Slide 25: Albumin Quantification
Albumin is quantified using a dye-binding assay. Bromocresol reacts with albumin to form a green complex, which can be measured spectrophotometrically.
Slide 26: Additional laboratory tests
Additional laboratory tests did not reveal any abnormalities.
Slide 27: Additional laboratory tests
More laboratory tests and imaging studies did not indicate any abnormalities. One aside: if anyone is interested in learning more about Alpha-1 antitrypsin, an earlier Pearl was focused exclusively on this protein (available at www.traineecouncil.org).
Slide 28: Tests not ordered
The liver is also responsible for synthesizing the vitamin K-dependent coagulation factors. If the liver reserve is depleted and liver function is inadequate, these factors will not be made and the patient will have an elevated prothrombin time (or PT). An elevated PT is not specific to liver disease and must be evaluated in the context of the clinical picture and other laboratory results. A PT was not mentioned in this case.
It is also surprising that they did not order a troponin in this patient, considering her presentation included chest pain and shortness of breath.
Quoting the case, “…without signs or symptoms of liver disease, the patient was advised to discontinue alcohol consumption, and the clinical laboratory was contacted for additional studies.”

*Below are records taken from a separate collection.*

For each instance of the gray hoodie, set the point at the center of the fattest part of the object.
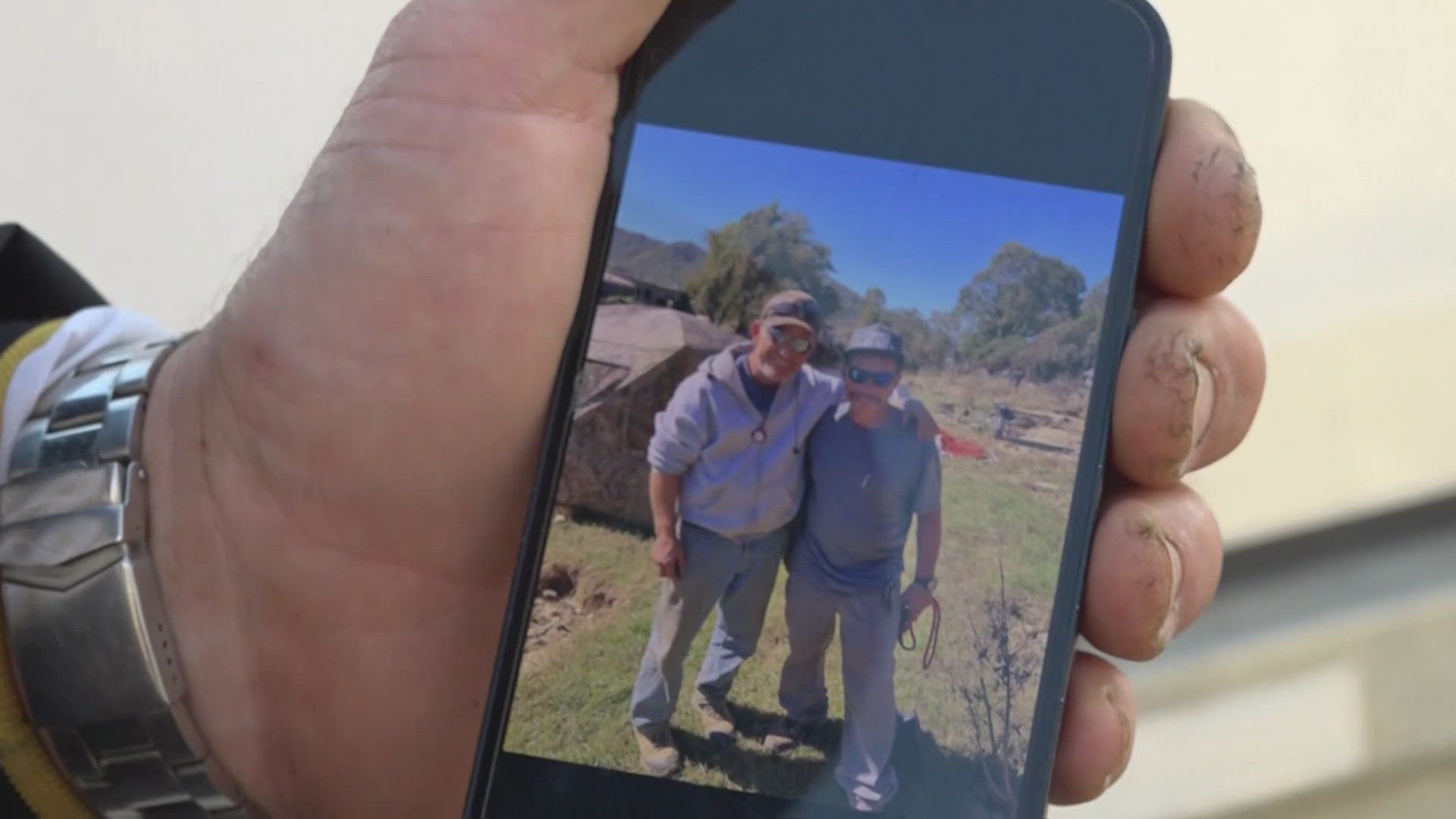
(733, 484)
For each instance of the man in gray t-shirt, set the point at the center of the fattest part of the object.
(868, 482)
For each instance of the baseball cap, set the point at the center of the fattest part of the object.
(792, 306)
(877, 338)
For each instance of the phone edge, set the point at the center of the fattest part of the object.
(554, 449)
(1033, 799)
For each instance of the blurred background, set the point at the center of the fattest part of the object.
(155, 145)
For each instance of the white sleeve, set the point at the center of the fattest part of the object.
(82, 335)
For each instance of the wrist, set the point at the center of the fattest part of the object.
(177, 447)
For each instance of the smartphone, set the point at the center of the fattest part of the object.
(810, 529)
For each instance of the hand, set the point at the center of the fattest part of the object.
(667, 554)
(916, 598)
(340, 485)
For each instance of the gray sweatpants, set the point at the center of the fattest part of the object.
(734, 577)
(868, 626)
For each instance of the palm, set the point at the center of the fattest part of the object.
(344, 458)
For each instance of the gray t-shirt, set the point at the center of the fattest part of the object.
(865, 485)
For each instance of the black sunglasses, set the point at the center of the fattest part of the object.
(867, 376)
(783, 338)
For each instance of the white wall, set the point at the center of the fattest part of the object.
(156, 143)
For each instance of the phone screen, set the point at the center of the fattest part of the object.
(835, 438)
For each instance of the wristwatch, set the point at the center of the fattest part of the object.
(91, 645)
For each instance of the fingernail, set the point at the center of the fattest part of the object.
(1125, 723)
(1174, 614)
(1200, 407)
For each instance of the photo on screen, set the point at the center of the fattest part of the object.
(845, 391)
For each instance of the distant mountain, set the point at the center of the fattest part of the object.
(673, 264)
(669, 264)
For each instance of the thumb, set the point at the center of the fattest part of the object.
(424, 278)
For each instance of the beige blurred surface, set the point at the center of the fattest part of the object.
(156, 143)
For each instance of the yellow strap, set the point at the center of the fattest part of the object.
(24, 757)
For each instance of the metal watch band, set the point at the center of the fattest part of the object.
(89, 640)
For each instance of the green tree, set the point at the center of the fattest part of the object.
(1019, 295)
(748, 260)
(731, 287)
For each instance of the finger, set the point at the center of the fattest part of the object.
(1156, 558)
(1204, 215)
(1187, 391)
(1097, 732)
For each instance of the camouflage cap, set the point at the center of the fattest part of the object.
(792, 308)
(877, 338)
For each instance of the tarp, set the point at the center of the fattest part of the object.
(637, 357)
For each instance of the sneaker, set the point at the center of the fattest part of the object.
(657, 751)
(717, 723)
(785, 736)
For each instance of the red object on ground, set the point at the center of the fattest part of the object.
(962, 447)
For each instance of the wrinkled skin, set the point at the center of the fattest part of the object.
(343, 465)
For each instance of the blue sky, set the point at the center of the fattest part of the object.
(916, 232)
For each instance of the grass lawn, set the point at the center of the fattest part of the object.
(584, 651)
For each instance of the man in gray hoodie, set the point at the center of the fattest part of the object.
(727, 479)
(870, 482)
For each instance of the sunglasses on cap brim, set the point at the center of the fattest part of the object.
(783, 338)
(871, 378)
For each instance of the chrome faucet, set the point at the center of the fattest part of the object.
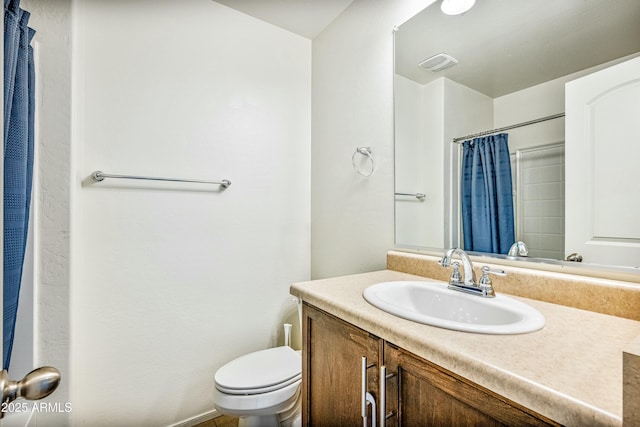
(467, 266)
(484, 288)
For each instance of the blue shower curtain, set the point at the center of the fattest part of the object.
(487, 203)
(19, 108)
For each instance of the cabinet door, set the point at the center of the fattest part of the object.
(332, 369)
(424, 394)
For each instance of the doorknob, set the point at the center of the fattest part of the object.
(576, 257)
(35, 385)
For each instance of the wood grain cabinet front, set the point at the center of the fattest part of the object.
(338, 391)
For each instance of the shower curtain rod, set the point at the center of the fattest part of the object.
(491, 132)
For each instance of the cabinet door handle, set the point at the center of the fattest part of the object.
(383, 395)
(364, 391)
(367, 398)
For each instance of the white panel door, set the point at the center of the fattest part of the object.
(602, 190)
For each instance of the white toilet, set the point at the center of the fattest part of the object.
(261, 388)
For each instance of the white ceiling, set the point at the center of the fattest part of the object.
(303, 17)
(508, 45)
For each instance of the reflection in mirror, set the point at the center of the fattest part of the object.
(511, 61)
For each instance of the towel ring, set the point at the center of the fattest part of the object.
(365, 151)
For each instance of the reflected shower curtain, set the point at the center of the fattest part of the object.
(19, 108)
(486, 191)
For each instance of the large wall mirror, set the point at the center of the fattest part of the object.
(506, 64)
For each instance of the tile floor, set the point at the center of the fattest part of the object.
(223, 421)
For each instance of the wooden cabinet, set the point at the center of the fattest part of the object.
(416, 391)
(332, 369)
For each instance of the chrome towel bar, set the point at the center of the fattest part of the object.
(100, 176)
(418, 196)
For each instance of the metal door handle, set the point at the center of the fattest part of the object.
(37, 384)
(383, 395)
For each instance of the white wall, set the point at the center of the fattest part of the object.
(352, 95)
(417, 123)
(169, 281)
(428, 117)
(51, 200)
(172, 281)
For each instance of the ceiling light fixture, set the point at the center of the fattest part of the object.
(456, 7)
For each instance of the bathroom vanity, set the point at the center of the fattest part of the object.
(417, 392)
(568, 373)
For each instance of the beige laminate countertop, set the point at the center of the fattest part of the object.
(570, 371)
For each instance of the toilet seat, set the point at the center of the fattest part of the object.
(260, 372)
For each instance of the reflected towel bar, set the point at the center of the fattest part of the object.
(419, 196)
(100, 176)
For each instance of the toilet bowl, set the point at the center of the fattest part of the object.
(261, 388)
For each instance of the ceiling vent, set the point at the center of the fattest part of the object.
(438, 62)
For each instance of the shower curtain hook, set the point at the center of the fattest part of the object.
(365, 151)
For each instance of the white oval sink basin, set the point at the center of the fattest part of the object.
(432, 303)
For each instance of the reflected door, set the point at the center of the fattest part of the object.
(603, 166)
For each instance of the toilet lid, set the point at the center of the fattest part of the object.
(259, 372)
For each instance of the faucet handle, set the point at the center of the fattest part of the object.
(486, 270)
(455, 274)
(485, 281)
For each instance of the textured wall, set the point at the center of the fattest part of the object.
(352, 216)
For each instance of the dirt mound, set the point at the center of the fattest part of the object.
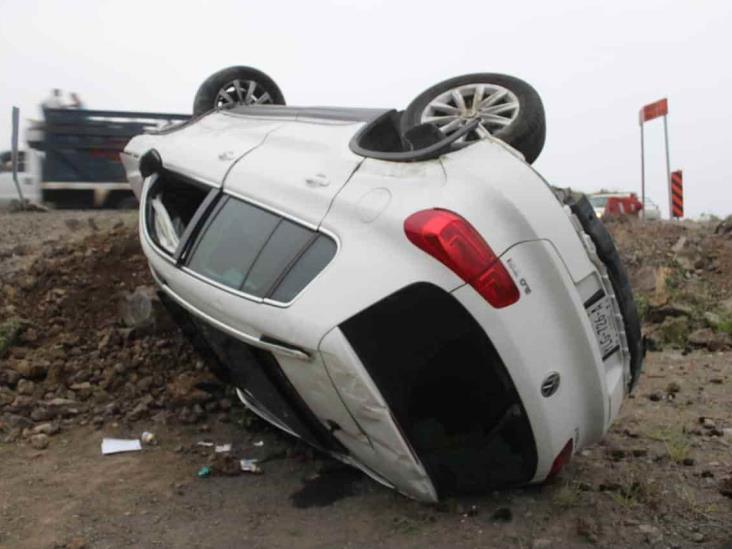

The clinical lab decided to look for the presence of a macroenzyme.
Slide 31: Macroenzymes
Macroenzymes are high molecular weight forms of a biomarker measured by the laboratory. The most common types are antibody-bound. It is unknown why these auto-antibodies are produced, but they are thought to be non-pathogenic. Most macroenzymes will cause false positive results, but false negative results have been documented. The elevations observed in patients with a macroenzyme are not necessarily indicative of organ dysfunction, but reflect the decreased clearance of the high molecular variant. Macroenzymes have been documented for many of the commonly measured enzymes; examples include amylase, AST, and ALP. High molecular weight variants of non-enzyme proteins have also been documented and include TSH and troponin. The biggest risk imposed by macroenzymes is the proceeding medical workup that can ensue when the physician sees a reproducible elevation in a marker of organ dysfunction.
Slide 32: Confirming the AST elevation was due to a macroenzyme
There are a few methods that can be used to identify a macroenzyme. In this case, the group incubated the specimen with protein A and protein G coated beads. Protein A and G are produced by certain bacteria and bind to the constant region of most human antibodies. This data shows that when you incubate the patient specimen, but not a control specimen, with the protein A or G coated beads, very little AST activity is recovered, indicating that most of the AST in this specimen is antibody bound. In contrast, the ALT in this patient’s (and the control) sample shows complete recovery after incubation with the beads, indicating the ALT is not antibody bound.
Slide 33: What’s Next?
The patient and the physician should be educated about these results and the patient should be warned that AST cannot be used to monitor her liver function. They should not be alarmed that this result is pathological, and the patient can likely continue to enjoy her 2oz of spirits without worrying about her liver.
Slide 34: Conclusion
In conclusion, liver function tests include the quantification of a variety of enzymes and proteins. Interpretation of liver pathology should involve the combined assessment of these markers and interferences should be investigated if a falsely elevated or decreased result is suspected.
Slide 35: References
Slide 36: Disclosures
Thank you for joining me on this Pearl of Laboratory Medicine on “Liver Function Tests.”